O papel das entidades sociais como protagonistas da produção habitacional, é uma atitude
contemporânea, de assumir a posição de agente direto na intervenção urbana, sem estar
diretamente atrelada ao poder público.
Os agentes envolvidos nesta experiência foram essenciais para êxito do empreendimento: líderes
do grupo de mulheres unidos venceremos; associados; profissionais arquitetos e urbanistas,
engenheiros e assistentes sociais; poder público federal e municipal como promotor de
programas sociais e implementador da legislação urbana (Ministério das Cidades e Prefeitura
Municipal de Passo Fundo/RS); poder público como fiscalizador e financiador/provedor de HIS
(Caixa Econômica Federal - CEF); e IES como qualificadora de processos e projetos.

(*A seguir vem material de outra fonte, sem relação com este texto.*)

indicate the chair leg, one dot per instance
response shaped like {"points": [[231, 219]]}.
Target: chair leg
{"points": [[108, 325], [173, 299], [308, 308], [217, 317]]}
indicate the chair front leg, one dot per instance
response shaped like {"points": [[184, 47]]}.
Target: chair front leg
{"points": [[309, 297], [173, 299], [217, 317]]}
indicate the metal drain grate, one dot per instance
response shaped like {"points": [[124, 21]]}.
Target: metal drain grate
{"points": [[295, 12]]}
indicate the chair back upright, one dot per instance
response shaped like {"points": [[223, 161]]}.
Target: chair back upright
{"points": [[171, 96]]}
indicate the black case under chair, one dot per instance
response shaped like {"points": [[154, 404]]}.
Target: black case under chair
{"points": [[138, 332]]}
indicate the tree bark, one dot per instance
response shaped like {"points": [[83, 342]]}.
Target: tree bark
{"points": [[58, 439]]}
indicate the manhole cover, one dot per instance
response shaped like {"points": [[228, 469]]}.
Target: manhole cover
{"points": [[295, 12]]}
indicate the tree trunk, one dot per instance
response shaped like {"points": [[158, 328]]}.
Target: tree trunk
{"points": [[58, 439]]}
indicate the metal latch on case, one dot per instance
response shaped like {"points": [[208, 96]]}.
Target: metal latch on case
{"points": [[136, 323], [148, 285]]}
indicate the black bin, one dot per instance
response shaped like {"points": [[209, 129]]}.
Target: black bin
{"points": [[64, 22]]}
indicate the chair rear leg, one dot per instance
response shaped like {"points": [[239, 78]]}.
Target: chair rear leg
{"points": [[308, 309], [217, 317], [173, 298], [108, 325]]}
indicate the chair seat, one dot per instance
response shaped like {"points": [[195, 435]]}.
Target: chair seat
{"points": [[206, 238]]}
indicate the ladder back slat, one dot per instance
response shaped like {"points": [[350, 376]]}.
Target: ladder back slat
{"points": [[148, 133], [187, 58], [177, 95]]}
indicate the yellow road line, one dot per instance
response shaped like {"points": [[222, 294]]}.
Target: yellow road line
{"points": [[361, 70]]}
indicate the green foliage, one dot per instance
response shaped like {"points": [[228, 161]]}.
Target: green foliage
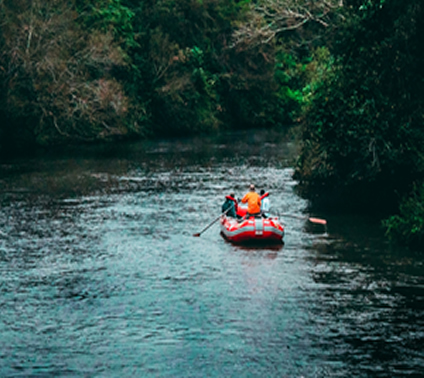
{"points": [[363, 133], [408, 226]]}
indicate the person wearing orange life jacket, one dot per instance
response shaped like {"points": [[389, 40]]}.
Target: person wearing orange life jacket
{"points": [[253, 202], [230, 204], [265, 204]]}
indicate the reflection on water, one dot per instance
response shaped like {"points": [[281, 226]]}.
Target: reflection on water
{"points": [[101, 276]]}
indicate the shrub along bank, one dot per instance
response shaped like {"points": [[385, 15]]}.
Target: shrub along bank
{"points": [[363, 137]]}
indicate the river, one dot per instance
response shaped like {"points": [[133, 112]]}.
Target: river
{"points": [[100, 274]]}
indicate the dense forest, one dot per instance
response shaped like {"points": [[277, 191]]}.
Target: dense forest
{"points": [[345, 75]]}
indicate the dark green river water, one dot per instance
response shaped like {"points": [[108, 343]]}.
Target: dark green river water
{"points": [[100, 275]]}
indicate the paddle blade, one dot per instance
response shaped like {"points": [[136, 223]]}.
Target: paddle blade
{"points": [[317, 221]]}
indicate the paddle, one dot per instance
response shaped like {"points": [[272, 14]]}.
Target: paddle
{"points": [[210, 224], [312, 220]]}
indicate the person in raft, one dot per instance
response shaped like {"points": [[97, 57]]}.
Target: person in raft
{"points": [[230, 204], [253, 202], [265, 204]]}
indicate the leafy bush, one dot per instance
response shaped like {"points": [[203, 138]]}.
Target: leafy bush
{"points": [[408, 226]]}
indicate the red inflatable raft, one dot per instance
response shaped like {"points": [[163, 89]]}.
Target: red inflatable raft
{"points": [[252, 230]]}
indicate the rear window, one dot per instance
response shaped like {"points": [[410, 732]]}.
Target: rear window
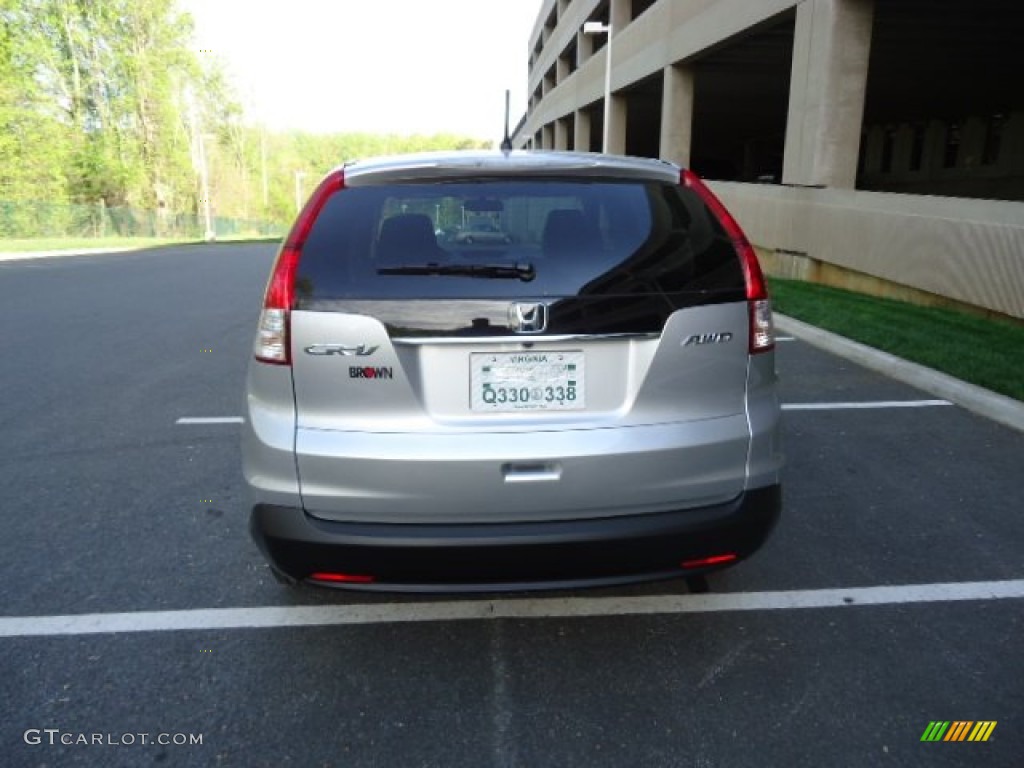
{"points": [[497, 239]]}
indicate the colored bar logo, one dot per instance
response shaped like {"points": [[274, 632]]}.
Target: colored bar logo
{"points": [[958, 730]]}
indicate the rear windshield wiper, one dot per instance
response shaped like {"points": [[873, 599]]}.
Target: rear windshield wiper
{"points": [[525, 272]]}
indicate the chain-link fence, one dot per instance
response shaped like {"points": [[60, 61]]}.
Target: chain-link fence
{"points": [[24, 220]]}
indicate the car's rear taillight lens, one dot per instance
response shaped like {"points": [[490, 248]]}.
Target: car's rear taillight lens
{"points": [[762, 332], [274, 322]]}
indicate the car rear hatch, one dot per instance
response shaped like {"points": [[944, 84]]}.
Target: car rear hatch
{"points": [[593, 365]]}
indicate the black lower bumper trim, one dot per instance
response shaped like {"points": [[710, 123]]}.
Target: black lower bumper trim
{"points": [[496, 556]]}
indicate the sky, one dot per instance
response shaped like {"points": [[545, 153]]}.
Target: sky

A atuação das entidades sem fins lucrativos na produção do espaço urbano e na provisão
habitacional teve um incremento a partir da aprovação da lei federal denominada de Estatuto da
Cidade (BRASIL, 2001), que regulamentou os artigos 182 e 183 da Constituição Federal
(BRASIL, 1988), entre eles, a obrigatoriedade dos planos diretores para as cidades com mais de
20 mil habitantes ou que se encaixem nas situações descritas no artigo 41 desta lei, e da criação
do Ministério das Cidades em 2003.
O cunho participativo que os planos diretores deveriam seguir foi exigido pelo Estatuto da
Cidade (BRASIL, 2001), gerando novas dinâmicas de elaboração desta legislação. Este fato
desencadeou uma maior descentralização dos saberes profissionais e do papel isolado do
arquiteto e urbanista no planejar urbano e na produção do espaço (GRANT, 2015). Também
abriu maior espaço para que as entidades sociais se reafirmassem e mostrassem maior atuação na
requalificação dos espaços habitacionais ocupados ou de novos espaços urbanos, requeridos para
suprir as demandas sociais por um lugar na cidade.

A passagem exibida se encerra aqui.